Successivamente, tra il 1997 e il 2001, Mancini decide di indagare ancora più a fondo e scopre quella che soltanto qualche anno fa è stata definita la terra dei fuochi. È proprio nell’arco di questi 4 anni, infatti, che il poliziotto, ottenuta la carica di consulente per la Commissione rifiuti del Parlamento, esegue delle vere e proprie ispezioni tra i terreni ammalati dalla camorra ed è proprio in quelle circostanze che viene colpito dalla malattia, un male terribile che non lo ha lasciato nemmeno un istante sino al giorno della morte.

Nel 2002, anno della diagnosi di questo tremendo male, il ministero degli Interni classifica il tumore come “causa di servizio” e Mancini ottiene un indennizzo di 5000 euro. Troppo pochi, secondo la famiglia e lo stesso poliziotto, il quale intraprende un’altra estenuante battaglia a favore dei propri diritti e del proprio lavoro, un lavoro così difficile e pericoloso che lo ha portato ad ammalarsi e a dire addio a questa vita nel peggiore dei modi.

Alla fine, gli appelli rivolti al Parlamento dal M5S (che, tra i tanti, ha accolto la battaglia di Mancini per un risarcimento più consono) e da una petizione di cittadini realizzata sul noto sito Change.org, non sono riusciti ad ottenere il risultato sperato. Il Parlamento, invece, dal canto suo, con quella lentezza che caratterizza le nostre istituzioni, avrebbe dovuto aprire un’istruttoria sull’indennizzo proprio il 29 aprile, giorno del decesso di Mancini e della fine di una lotta incredibile.
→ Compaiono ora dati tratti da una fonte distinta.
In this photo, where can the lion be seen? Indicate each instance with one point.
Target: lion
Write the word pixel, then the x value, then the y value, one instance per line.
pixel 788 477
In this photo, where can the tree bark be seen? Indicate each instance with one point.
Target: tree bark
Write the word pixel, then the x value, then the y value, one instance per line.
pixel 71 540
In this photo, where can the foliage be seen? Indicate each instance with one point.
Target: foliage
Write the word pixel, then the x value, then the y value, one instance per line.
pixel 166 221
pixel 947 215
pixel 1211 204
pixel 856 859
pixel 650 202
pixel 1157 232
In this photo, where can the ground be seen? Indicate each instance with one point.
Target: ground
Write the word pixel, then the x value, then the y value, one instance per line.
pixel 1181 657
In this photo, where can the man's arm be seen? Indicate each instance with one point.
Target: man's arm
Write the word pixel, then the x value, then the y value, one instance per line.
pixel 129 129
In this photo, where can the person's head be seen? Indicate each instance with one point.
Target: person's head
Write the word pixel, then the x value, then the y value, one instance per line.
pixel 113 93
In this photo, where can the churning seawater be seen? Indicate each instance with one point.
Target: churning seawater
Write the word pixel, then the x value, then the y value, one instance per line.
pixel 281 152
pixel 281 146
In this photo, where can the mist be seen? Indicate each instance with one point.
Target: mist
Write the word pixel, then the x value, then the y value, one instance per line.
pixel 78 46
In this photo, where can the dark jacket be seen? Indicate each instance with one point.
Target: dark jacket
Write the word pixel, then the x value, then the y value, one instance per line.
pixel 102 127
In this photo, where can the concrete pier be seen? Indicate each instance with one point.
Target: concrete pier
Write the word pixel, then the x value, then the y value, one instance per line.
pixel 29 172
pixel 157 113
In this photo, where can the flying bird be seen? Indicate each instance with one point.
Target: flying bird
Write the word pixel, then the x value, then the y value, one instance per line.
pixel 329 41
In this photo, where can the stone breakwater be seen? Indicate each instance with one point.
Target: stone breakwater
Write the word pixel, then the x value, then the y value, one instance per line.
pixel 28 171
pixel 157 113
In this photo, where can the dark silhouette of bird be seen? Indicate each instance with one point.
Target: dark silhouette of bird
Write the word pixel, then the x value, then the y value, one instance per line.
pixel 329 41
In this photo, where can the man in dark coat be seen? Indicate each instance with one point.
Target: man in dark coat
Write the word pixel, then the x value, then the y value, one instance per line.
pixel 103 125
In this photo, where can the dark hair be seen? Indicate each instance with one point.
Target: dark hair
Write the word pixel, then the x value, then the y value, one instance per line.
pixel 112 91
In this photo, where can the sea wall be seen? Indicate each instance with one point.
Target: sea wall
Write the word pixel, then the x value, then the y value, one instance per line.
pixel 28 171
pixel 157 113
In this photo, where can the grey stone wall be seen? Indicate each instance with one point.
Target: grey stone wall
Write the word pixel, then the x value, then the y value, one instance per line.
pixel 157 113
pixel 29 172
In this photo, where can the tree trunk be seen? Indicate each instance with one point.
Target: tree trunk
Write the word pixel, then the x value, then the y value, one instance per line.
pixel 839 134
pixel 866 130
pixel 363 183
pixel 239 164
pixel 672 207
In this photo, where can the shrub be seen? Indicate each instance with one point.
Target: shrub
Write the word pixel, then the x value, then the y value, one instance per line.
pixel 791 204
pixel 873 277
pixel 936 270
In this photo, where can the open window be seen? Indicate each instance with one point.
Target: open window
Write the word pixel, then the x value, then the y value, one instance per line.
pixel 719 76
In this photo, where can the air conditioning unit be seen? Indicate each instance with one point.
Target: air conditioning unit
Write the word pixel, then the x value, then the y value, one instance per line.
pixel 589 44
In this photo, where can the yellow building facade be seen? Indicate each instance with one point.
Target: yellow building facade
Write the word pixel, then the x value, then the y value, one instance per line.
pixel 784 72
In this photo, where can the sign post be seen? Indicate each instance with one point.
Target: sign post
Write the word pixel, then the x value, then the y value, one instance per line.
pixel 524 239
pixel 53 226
Se ne va così uno dei poliziotti più importanti per il nostro Stato, uno di quei poliziotti che ha dato e offerto la vita per svolgere al meglio il proprio lavoro e che ha aiutato tutti noi, in maniera decisiva e importantissima, a scoprire quello che si celava sotto la terra di Campania, una terra martoriata da anni di traffici illeciti, di follie umane e di orrori indescrivibili. In una intervista lasciata qualche tempo fa, riporta Repubblica, Mancini ha affermato che “se qualcuno avesse preso in considerazione la mia indagine, forse non ci sarebbe stata Gomorra”. Purtroppo, caro Roberto, l’Italia forse si merita tutto questo e merita di cadere inesorabilmente nel baratro della disperazione e della vergogna. Grazie, caro Roberto, per aver tentato di risollevare un Paese in caduta libera.